Dr. Amin Tarzi is the director of Middle East studies at the Marine Corps University in Quantico, Virginia.

Tarzi has been an analyst for Radio Free Europe, Radio Liberty, and senior fellow with the Center for Advanced Defense Studies. He has been a senior research associate for the Middle East at the Center for Nonproliferation Studies of the Monterey Institute of International Studies, where he taught graduate seminars on Middle East security policies and threat perceptions. Tarzi has also served as Political Advisor to the Saudi Arabian Mission at the United Nations and as Researcher/Analyst at the Emirates Center for Strategic Studies and Research in Abu Dhabi, United Arab Emirates

==Career==
Tarzi's areas of research include the history, politics and state-building process in Afghanistan, U.S. policy in Iraq and the proliferation of weapons of mass destruction in the Middle East, and Iranian security and threat perceptions including its missile and nuclear programs.
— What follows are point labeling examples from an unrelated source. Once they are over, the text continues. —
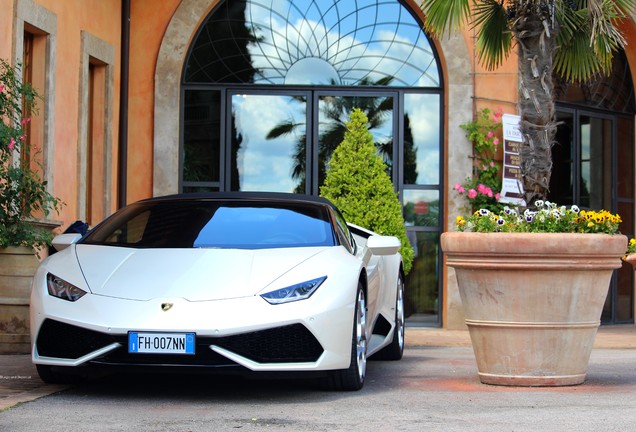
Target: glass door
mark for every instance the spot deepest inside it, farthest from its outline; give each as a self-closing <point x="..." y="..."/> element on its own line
<point x="593" y="169"/>
<point x="268" y="142"/>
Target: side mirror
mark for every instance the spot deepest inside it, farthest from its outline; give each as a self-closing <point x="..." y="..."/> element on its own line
<point x="383" y="245"/>
<point x="62" y="241"/>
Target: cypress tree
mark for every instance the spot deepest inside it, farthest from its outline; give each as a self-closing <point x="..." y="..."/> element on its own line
<point x="357" y="183"/>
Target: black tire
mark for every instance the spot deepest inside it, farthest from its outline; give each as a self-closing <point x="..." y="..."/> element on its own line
<point x="52" y="375"/>
<point x="352" y="378"/>
<point x="395" y="350"/>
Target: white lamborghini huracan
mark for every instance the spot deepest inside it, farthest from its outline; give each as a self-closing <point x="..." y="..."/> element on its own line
<point x="248" y="282"/>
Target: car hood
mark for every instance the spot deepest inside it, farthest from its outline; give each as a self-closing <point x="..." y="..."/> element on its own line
<point x="193" y="274"/>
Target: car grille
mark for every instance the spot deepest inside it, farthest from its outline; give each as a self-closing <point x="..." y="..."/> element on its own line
<point x="292" y="343"/>
<point x="286" y="344"/>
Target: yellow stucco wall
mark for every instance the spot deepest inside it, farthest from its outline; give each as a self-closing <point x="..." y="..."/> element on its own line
<point x="100" y="18"/>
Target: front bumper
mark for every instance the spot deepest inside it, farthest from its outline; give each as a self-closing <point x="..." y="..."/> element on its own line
<point x="246" y="333"/>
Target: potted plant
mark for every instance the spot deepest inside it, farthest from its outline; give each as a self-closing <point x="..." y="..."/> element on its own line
<point x="533" y="287"/>
<point x="24" y="199"/>
<point x="481" y="189"/>
<point x="630" y="254"/>
<point x="575" y="40"/>
<point x="533" y="294"/>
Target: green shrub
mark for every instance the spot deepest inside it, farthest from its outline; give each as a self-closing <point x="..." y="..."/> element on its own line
<point x="357" y="183"/>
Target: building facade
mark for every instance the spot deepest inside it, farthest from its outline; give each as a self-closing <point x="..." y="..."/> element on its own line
<point x="144" y="98"/>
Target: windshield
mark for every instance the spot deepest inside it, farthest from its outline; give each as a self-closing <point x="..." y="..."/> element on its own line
<point x="236" y="224"/>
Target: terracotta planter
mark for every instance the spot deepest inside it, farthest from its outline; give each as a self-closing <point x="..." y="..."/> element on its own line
<point x="17" y="267"/>
<point x="533" y="302"/>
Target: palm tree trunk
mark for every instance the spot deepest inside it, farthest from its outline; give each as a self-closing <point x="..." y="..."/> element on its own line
<point x="535" y="35"/>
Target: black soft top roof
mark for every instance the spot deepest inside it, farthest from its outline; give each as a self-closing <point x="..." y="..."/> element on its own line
<point x="264" y="196"/>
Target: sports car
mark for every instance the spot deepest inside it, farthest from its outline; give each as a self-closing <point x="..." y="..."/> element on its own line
<point x="229" y="282"/>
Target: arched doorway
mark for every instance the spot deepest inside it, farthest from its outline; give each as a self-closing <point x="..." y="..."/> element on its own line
<point x="266" y="89"/>
<point x="593" y="162"/>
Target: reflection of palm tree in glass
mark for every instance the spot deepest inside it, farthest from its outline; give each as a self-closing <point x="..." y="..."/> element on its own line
<point x="335" y="111"/>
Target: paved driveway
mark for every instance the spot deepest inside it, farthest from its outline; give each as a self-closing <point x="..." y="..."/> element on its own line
<point x="431" y="389"/>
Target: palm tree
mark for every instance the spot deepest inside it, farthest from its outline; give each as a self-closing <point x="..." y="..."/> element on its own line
<point x="575" y="39"/>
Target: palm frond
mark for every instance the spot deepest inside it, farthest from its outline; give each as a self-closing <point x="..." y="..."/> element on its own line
<point x="575" y="60"/>
<point x="445" y="15"/>
<point x="494" y="39"/>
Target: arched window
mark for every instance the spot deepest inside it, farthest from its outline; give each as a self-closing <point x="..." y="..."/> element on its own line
<point x="267" y="87"/>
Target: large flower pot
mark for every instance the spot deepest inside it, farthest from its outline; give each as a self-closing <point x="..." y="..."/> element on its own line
<point x="533" y="302"/>
<point x="17" y="267"/>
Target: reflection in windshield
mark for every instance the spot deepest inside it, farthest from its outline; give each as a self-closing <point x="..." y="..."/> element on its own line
<point x="216" y="224"/>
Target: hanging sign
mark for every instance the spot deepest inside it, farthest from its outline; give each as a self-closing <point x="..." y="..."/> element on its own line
<point x="512" y="183"/>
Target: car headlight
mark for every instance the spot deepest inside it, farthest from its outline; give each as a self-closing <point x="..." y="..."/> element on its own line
<point x="300" y="291"/>
<point x="61" y="289"/>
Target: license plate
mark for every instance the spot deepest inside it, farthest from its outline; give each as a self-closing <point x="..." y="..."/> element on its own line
<point x="161" y="343"/>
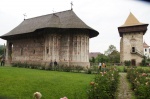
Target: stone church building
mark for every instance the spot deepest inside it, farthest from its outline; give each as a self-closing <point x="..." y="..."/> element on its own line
<point x="131" y="43"/>
<point x="61" y="36"/>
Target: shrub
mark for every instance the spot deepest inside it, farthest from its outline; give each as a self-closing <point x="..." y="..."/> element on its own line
<point x="127" y="63"/>
<point x="104" y="86"/>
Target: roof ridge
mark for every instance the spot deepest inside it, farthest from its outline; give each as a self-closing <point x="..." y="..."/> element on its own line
<point x="48" y="14"/>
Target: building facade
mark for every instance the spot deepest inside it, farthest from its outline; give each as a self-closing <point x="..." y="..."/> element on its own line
<point x="131" y="43"/>
<point x="146" y="50"/>
<point x="61" y="37"/>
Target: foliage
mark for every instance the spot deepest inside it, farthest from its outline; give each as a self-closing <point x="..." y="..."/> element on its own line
<point x="64" y="68"/>
<point x="92" y="60"/>
<point x="110" y="56"/>
<point x="104" y="86"/>
<point x="101" y="58"/>
<point x="143" y="63"/>
<point x="114" y="57"/>
<point x="1" y="49"/>
<point x="21" y="83"/>
<point x="140" y="80"/>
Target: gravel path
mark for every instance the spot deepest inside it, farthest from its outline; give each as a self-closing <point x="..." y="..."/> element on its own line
<point x="124" y="91"/>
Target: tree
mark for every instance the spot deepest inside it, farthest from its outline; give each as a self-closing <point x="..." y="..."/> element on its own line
<point x="101" y="58"/>
<point x="92" y="60"/>
<point x="1" y="50"/>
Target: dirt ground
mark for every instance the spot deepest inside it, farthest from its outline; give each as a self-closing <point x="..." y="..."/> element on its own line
<point x="124" y="91"/>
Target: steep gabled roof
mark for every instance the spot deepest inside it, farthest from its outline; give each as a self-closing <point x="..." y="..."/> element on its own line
<point x="62" y="20"/>
<point x="131" y="21"/>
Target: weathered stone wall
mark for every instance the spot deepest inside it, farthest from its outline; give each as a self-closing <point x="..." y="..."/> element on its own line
<point x="70" y="48"/>
<point x="128" y="41"/>
<point x="67" y="48"/>
<point x="27" y="50"/>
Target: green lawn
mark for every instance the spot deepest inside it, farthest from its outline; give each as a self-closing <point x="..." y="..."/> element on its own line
<point x="21" y="83"/>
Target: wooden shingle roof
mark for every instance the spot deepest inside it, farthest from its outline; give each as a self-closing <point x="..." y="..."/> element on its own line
<point x="131" y="21"/>
<point x="62" y="20"/>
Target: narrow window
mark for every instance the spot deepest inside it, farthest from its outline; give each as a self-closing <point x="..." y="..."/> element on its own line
<point x="21" y="51"/>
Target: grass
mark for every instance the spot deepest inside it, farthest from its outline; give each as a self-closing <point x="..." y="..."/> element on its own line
<point x="21" y="83"/>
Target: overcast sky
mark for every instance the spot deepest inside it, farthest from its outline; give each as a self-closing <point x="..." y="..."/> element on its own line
<point x="105" y="16"/>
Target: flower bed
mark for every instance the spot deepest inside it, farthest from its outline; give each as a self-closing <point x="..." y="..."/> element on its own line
<point x="104" y="85"/>
<point x="140" y="80"/>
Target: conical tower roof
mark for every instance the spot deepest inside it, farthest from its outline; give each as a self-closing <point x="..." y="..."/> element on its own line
<point x="131" y="21"/>
<point x="132" y="25"/>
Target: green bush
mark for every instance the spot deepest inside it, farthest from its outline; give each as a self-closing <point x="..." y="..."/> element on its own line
<point x="104" y="86"/>
<point x="127" y="63"/>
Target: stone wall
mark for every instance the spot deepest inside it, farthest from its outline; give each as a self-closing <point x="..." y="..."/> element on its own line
<point x="68" y="47"/>
<point x="127" y="42"/>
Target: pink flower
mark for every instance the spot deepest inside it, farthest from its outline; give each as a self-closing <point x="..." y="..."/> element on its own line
<point x="92" y="83"/>
<point x="144" y="74"/>
<point x="37" y="95"/>
<point x="64" y="98"/>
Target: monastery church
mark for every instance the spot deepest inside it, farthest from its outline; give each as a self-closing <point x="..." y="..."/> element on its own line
<point x="64" y="37"/>
<point x="131" y="43"/>
<point x="61" y="37"/>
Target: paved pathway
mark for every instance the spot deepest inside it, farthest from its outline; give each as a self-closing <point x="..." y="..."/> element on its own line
<point x="124" y="91"/>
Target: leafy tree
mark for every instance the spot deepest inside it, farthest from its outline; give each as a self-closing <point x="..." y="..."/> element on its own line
<point x="110" y="50"/>
<point x="101" y="58"/>
<point x="1" y="49"/>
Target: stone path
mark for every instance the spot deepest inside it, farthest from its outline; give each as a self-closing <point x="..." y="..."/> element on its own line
<point x="124" y="91"/>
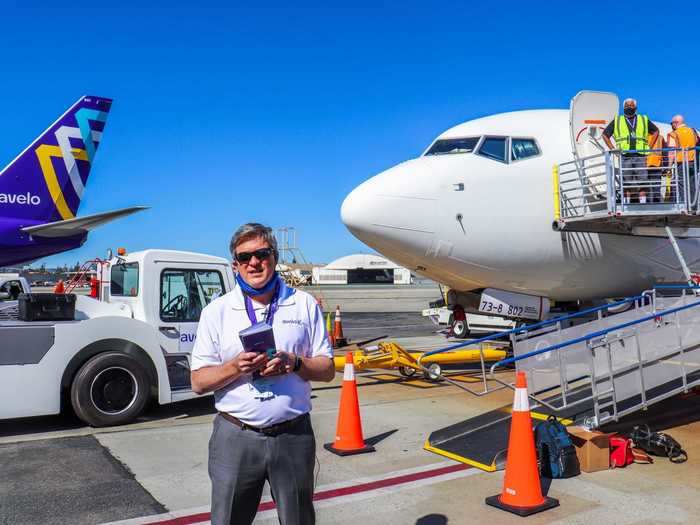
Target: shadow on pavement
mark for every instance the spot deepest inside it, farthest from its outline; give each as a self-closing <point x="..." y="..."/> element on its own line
<point x="432" y="519"/>
<point x="67" y="421"/>
<point x="379" y="437"/>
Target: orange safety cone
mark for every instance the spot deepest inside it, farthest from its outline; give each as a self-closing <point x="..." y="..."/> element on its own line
<point x="338" y="330"/>
<point x="348" y="434"/>
<point x="522" y="493"/>
<point x="328" y="329"/>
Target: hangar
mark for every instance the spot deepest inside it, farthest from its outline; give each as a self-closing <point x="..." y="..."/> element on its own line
<point x="361" y="268"/>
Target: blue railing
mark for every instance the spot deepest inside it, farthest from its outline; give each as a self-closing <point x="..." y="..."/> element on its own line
<point x="530" y="327"/>
<point x="599" y="333"/>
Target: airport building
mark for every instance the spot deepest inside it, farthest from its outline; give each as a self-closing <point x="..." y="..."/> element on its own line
<point x="361" y="269"/>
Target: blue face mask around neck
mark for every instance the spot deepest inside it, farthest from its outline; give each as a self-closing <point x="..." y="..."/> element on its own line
<point x="249" y="290"/>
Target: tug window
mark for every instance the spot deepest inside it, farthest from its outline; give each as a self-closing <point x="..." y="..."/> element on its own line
<point x="124" y="280"/>
<point x="183" y="293"/>
<point x="453" y="146"/>
<point x="523" y="149"/>
<point x="494" y="148"/>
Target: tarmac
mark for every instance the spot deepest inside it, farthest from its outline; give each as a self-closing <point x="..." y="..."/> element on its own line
<point x="56" y="470"/>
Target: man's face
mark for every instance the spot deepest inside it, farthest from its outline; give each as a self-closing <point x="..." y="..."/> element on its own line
<point x="256" y="272"/>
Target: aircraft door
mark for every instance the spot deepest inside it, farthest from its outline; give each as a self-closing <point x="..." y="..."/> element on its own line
<point x="589" y="113"/>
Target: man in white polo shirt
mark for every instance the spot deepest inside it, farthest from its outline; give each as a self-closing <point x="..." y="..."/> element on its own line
<point x="263" y="430"/>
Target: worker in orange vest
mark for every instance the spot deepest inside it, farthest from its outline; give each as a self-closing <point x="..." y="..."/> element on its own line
<point x="655" y="167"/>
<point x="685" y="138"/>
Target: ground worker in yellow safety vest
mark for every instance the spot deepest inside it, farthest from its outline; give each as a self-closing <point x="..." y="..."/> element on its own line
<point x="633" y="134"/>
<point x="686" y="138"/>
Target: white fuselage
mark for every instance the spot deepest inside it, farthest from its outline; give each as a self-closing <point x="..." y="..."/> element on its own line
<point x="472" y="222"/>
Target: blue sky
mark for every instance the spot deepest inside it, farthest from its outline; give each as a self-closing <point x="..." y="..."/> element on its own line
<point x="226" y="113"/>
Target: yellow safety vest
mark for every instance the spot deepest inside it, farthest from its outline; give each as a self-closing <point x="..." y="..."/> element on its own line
<point x="654" y="159"/>
<point x="684" y="137"/>
<point x="623" y="137"/>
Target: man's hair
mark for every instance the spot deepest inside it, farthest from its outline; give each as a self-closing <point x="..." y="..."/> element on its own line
<point x="253" y="230"/>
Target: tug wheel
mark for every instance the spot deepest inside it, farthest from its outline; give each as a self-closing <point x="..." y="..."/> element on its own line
<point x="434" y="373"/>
<point x="109" y="389"/>
<point x="407" y="371"/>
<point x="460" y="329"/>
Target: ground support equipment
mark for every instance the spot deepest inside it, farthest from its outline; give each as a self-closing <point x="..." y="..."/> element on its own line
<point x="389" y="355"/>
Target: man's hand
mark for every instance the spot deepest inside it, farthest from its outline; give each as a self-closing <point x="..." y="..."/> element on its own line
<point x="282" y="363"/>
<point x="249" y="362"/>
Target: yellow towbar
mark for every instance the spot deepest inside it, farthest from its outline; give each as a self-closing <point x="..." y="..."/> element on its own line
<point x="392" y="356"/>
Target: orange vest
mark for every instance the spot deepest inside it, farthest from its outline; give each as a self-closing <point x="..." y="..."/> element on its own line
<point x="684" y="137"/>
<point x="654" y="159"/>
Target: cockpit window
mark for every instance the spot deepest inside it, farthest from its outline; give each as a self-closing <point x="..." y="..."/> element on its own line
<point x="452" y="146"/>
<point x="523" y="149"/>
<point x="494" y="148"/>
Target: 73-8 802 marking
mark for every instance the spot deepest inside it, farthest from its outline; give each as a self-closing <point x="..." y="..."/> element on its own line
<point x="500" y="308"/>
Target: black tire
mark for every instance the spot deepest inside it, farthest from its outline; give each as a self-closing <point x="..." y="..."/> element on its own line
<point x="407" y="371"/>
<point x="110" y="389"/>
<point x="434" y="373"/>
<point x="460" y="328"/>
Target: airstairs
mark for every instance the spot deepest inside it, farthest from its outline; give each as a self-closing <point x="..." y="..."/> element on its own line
<point x="600" y="365"/>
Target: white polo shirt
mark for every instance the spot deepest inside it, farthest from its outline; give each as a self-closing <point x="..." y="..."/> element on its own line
<point x="299" y="329"/>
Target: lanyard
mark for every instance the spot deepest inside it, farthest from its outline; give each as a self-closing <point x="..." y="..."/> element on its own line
<point x="269" y="315"/>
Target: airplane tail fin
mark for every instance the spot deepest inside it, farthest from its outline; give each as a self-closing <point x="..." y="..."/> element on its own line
<point x="46" y="181"/>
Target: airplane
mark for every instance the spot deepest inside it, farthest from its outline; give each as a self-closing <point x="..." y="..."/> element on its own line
<point x="41" y="189"/>
<point x="475" y="212"/>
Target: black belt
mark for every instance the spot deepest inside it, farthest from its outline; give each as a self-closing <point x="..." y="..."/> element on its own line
<point x="272" y="430"/>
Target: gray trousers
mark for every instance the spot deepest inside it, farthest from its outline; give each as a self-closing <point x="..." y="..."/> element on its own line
<point x="240" y="461"/>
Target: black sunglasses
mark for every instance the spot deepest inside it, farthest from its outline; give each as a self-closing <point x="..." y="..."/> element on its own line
<point x="262" y="253"/>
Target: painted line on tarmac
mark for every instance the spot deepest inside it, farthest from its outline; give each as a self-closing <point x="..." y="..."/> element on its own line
<point x="329" y="495"/>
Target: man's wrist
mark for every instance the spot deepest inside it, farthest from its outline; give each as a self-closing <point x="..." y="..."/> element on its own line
<point x="297" y="363"/>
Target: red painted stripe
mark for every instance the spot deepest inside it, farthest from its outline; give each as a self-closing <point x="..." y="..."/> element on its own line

He has also served as a member of the United States Marine Corps. Tarzi earned his Ph.D. and MA from New York University, and holds a BA from Queens College in New York City. He is part of the historic Tarzi family from Afghanistan.

==Works cited==
- Crews, Robert D., and Amin Tarzi, eds. The Taliban and the Crisis of Afghanistan. Hardcover ed. Boston: Harvard Univ. Pr., 2008.
- Tarzi, Amin, and Kimberly McCloud. "Taliban". Encyclopedia of Islam and the Muslim World. 2004. MacMillan Reference U.S. 30 May 20072.